By Diophantine $D(12)$-quadruple I mean the set $\{a,b,c,d\}$ of positive integers in which the product of any 2 distinct elements plus 12 is a perfect square in $\mathbb{N}.$
I am trying to prove that every element of the Diophantine $D(12)$-quadruple is even.
I was trying to look at the equations $xy+12=z^2$, where $x,y\in\{a,b,c,d\}$ modulo $4, 8, 16$, but all I managed to prove is that at most $2$ elements are odd, which means nothing for me.
The answer can be found in this paper https://web.math.pmf.unizg.hr/~duje/pdf/acta1.pdf
Let $\{a_1,a_2,a_3,a_4\}$ be a $D(12)$-quadruple. Assume that one if its elements, say $a_1$, is odd. It is easy to see that the square of an integer is congruent to $0, 1, 4$ or $9 \pmod{16}$. Therefore, $a_i a_j \equiv 4, 5, 8$ or $13 \pmod{16}$, for $i, j = 1, 2, 3, 4$, $i \neq j$. This implies that if some $a_i$ is even, then it is divisible by $4$. Since $a_ia_j$ is not divisible by $16$, we conclude that there must be at most one even number, i.e. at least three odd numbers, among $a_i$, $i = 1, 2, 3, 4$.

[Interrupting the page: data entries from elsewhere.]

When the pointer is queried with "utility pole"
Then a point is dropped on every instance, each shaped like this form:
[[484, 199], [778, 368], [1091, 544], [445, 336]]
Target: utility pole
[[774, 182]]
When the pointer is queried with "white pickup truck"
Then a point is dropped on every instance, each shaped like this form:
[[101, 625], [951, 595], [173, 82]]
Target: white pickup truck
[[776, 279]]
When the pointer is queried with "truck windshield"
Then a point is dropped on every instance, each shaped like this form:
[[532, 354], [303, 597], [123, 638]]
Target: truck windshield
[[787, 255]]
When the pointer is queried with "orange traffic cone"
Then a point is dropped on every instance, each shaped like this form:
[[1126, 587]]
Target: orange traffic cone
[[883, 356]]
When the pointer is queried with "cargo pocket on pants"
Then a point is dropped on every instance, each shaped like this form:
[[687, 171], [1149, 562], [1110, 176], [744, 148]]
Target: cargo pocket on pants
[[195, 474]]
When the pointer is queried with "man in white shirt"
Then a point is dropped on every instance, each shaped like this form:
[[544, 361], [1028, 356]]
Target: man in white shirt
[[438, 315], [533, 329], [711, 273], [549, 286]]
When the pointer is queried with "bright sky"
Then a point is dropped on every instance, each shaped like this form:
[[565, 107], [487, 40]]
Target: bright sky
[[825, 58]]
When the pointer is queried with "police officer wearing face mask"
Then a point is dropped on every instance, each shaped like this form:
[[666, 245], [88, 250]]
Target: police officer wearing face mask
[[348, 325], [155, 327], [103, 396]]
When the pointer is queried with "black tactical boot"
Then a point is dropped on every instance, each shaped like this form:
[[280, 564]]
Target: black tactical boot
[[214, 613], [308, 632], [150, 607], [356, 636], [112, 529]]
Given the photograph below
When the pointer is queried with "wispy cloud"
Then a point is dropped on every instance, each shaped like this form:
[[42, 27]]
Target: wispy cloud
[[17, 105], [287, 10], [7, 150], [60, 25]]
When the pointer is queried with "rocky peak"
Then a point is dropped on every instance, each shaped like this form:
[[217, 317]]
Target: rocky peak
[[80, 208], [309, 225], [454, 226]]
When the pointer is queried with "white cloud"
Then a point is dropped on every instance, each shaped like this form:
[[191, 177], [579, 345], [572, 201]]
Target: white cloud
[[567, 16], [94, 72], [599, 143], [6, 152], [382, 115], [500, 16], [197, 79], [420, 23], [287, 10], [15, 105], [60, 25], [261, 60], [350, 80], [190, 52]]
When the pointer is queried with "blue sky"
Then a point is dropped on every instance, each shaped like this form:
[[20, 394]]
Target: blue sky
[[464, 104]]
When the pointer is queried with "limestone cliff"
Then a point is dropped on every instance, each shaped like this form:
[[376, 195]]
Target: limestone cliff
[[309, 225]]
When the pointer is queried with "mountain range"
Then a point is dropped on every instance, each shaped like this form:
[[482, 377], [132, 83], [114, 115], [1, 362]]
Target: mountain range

Let $a_1, a_2, a_3 $ be odd. We have $a_1a_2 \equiv 5 \pmod{8}$, $a_1a_3 \equiv 5 \pmod{8}$, $a_2a_3 \equiv 5 \pmod{8}$. By multiplying these congruences, we obtain $(a_1a_2a_3)^2 \equiv 5^3 = 125 \equiv 5 \pmod{8}$, which is impossible, since the square of an integer is congruent to $0, 1$ or $4$ mod $8$.